Brésil : Portrait d’un défenseur des migrants qui a du migrer

Publié le 24.07.2020| Mis à jour le 09.12.2021

Paulo Illes a été coordinateur du Centre des Droits humains et de Citoyenneté du Migrant (CDHIC), un partenaire du CCFD-Terre Solidaire, situé à Sao Paulo, au Brésil. Avec l’arrivée au pouvoir de Jair Bolsonaro il a dû s’exiler au Portugal. Portrait d’un défenseur des migrants qui a dû migrer.


Paulo Illes a réalisé que sa vie allait changer en rentrant dans le taxi pour l’aéroport. « Mon fils assis à côté de moi, j’ai appelé mon père pour lui dire au revoir. Et j’ai craqué. J’ai pleuré ». Les larmes ont encore coulé à l’aéroport de Sao Paulo, face à la porte d’embarquement du vol pour Lisbonne. « Voir mon fils de 14 ans dire au revoir à sa mère, elle aussi en pleurs, a été déchirant ».

L’ex-coordinateur du Centre des Droits humains et de Citoyenneté du Migrant (CDHIC), un partenaire du CCFD-Terre Solidaire, avait lutté pour accueillir dignement les étrangers au Brésil. Il se retrouvait, à 44 ans, dans la peau du migrant, obligé de quitter son pays face aux menaces devenues trop lourdes depuis l’élection de Jair Bolsonaro.

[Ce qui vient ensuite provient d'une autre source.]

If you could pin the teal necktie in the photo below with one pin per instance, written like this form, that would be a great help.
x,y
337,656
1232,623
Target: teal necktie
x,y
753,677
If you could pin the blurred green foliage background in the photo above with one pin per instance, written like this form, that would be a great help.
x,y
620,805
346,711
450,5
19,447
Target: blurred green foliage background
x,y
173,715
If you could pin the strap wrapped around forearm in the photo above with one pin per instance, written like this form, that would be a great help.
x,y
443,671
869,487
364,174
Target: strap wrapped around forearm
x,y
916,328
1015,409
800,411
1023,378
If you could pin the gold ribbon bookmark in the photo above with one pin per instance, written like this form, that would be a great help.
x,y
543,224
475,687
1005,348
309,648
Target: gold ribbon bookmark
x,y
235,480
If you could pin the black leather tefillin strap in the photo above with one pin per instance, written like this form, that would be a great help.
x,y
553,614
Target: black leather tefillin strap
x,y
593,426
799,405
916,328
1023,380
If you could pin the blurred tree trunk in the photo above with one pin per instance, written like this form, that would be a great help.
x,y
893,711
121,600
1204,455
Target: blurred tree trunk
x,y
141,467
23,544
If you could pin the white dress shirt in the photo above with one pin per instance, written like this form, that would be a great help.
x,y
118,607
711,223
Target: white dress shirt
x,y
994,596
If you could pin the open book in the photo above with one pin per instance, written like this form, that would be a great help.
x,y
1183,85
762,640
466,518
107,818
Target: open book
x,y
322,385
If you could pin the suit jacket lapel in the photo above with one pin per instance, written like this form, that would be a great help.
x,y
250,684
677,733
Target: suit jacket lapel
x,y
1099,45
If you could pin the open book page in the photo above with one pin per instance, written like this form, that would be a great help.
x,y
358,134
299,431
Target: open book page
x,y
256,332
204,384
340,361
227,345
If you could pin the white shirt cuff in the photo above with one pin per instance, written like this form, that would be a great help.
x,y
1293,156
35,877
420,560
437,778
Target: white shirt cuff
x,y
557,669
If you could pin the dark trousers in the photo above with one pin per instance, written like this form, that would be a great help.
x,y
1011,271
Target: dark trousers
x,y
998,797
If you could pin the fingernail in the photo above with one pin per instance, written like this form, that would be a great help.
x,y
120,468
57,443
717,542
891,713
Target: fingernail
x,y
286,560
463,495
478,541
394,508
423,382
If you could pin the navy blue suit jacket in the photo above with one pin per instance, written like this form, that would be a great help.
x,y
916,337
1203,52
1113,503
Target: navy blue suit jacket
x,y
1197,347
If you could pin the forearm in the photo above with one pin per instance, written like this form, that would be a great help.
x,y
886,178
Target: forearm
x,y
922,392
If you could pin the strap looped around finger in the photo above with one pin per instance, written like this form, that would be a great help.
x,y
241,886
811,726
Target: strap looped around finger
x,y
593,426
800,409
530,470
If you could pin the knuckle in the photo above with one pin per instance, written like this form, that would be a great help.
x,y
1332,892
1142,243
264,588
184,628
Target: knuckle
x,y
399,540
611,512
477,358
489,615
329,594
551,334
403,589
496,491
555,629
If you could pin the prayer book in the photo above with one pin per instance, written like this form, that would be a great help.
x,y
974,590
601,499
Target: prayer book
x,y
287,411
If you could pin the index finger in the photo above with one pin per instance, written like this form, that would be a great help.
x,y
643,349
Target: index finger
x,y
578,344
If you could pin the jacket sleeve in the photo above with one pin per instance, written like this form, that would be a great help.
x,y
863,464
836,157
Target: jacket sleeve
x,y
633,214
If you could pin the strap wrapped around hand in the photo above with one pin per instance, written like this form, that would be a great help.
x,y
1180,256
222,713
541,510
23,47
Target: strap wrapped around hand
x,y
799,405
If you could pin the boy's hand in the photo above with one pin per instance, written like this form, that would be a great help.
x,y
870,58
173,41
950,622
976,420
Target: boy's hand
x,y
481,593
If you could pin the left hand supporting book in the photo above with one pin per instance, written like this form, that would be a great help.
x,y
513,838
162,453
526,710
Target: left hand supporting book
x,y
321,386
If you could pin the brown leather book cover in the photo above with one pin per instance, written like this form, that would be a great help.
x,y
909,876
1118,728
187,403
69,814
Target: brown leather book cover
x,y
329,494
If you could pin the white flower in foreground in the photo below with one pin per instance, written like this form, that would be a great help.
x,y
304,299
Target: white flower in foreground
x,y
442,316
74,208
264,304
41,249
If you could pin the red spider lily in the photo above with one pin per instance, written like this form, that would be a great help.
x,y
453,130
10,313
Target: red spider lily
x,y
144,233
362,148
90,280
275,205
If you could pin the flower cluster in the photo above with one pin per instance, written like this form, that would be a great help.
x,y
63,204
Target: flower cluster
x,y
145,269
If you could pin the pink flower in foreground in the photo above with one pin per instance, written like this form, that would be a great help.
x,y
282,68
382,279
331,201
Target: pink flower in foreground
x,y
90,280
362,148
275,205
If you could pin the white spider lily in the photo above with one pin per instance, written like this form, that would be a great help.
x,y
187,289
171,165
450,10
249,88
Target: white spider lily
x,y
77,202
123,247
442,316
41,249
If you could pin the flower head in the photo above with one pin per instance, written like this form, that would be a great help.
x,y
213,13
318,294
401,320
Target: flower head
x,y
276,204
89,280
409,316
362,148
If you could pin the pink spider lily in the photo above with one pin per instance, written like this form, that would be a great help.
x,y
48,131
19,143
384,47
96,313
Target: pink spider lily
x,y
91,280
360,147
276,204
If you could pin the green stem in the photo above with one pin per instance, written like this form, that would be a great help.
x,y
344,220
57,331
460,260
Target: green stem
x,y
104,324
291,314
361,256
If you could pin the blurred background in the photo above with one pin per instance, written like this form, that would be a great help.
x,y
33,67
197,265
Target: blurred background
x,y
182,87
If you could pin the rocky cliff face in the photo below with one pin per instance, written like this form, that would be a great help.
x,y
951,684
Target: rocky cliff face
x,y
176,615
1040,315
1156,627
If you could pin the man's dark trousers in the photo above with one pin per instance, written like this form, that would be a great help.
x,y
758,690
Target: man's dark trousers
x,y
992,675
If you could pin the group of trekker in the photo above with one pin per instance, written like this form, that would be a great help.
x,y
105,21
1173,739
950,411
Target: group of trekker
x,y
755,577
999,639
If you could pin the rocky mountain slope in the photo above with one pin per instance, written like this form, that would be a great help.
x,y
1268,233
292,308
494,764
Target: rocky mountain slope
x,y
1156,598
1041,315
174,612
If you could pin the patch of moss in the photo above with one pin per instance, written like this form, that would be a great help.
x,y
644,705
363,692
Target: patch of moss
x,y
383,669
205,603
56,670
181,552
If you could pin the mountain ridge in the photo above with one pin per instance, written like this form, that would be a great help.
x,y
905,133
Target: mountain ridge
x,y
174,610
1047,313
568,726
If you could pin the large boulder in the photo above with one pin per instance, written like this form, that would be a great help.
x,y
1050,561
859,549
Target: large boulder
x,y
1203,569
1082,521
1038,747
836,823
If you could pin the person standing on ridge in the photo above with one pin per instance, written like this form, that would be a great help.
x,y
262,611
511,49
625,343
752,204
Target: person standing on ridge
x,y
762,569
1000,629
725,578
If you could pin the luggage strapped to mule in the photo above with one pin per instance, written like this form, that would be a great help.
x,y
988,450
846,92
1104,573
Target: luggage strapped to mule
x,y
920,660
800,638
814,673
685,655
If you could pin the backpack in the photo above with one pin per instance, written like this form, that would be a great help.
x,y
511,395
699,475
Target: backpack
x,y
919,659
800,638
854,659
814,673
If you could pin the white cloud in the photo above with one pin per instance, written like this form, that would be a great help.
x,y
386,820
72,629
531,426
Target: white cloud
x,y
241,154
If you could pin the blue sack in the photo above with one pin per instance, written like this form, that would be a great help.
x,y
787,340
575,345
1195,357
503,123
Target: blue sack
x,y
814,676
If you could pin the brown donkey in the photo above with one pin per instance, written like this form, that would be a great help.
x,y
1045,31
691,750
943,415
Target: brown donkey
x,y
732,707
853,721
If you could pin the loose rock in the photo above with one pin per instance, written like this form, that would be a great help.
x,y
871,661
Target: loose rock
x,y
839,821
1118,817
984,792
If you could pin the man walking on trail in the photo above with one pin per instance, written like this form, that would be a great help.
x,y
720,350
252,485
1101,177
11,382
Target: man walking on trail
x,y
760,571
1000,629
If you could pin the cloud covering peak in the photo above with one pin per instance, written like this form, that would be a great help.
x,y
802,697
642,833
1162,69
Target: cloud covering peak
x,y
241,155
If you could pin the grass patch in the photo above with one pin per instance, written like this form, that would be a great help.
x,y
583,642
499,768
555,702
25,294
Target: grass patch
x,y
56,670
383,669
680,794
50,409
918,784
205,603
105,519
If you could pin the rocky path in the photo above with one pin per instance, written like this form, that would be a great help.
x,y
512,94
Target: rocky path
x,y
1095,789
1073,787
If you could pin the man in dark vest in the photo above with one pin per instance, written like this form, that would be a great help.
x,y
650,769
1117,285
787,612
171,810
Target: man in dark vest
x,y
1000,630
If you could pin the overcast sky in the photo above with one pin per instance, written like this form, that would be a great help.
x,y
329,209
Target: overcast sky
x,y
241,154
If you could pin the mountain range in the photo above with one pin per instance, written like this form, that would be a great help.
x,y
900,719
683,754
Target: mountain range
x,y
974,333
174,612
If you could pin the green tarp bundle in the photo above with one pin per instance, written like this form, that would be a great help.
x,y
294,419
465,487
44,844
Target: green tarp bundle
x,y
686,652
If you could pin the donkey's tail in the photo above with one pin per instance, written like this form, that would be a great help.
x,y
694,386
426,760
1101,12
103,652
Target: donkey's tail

Enfant, sa famille émigre du Brésil au Paraguay

« Je suis petit-fils de migrants venus d’Europe de l’Est pour travailler la terre », raconte Paulo Illes. Paulo nait au Brésil en 1975, et un an plus tard, poussé par la crise économique, sa famille s’installe au Paraguay « J’ai reçu une éducation rigide mais remplie d’amour, se souvient-il. Mes parents étaient analphabètes, mais ils m’ont inculqué l’honnêteté et le respect d’autrui. »

Aux travaux des champs, Paulo préfère l’école. Mais son plus grand plaisir ce sont les matches de foot, en fin de journée.
« Généralement, c’était le Paraguay contre le Brésil, rigole-t-il. Moi, j’étais toujours dans le camp des étrangers, des brésiliens ! »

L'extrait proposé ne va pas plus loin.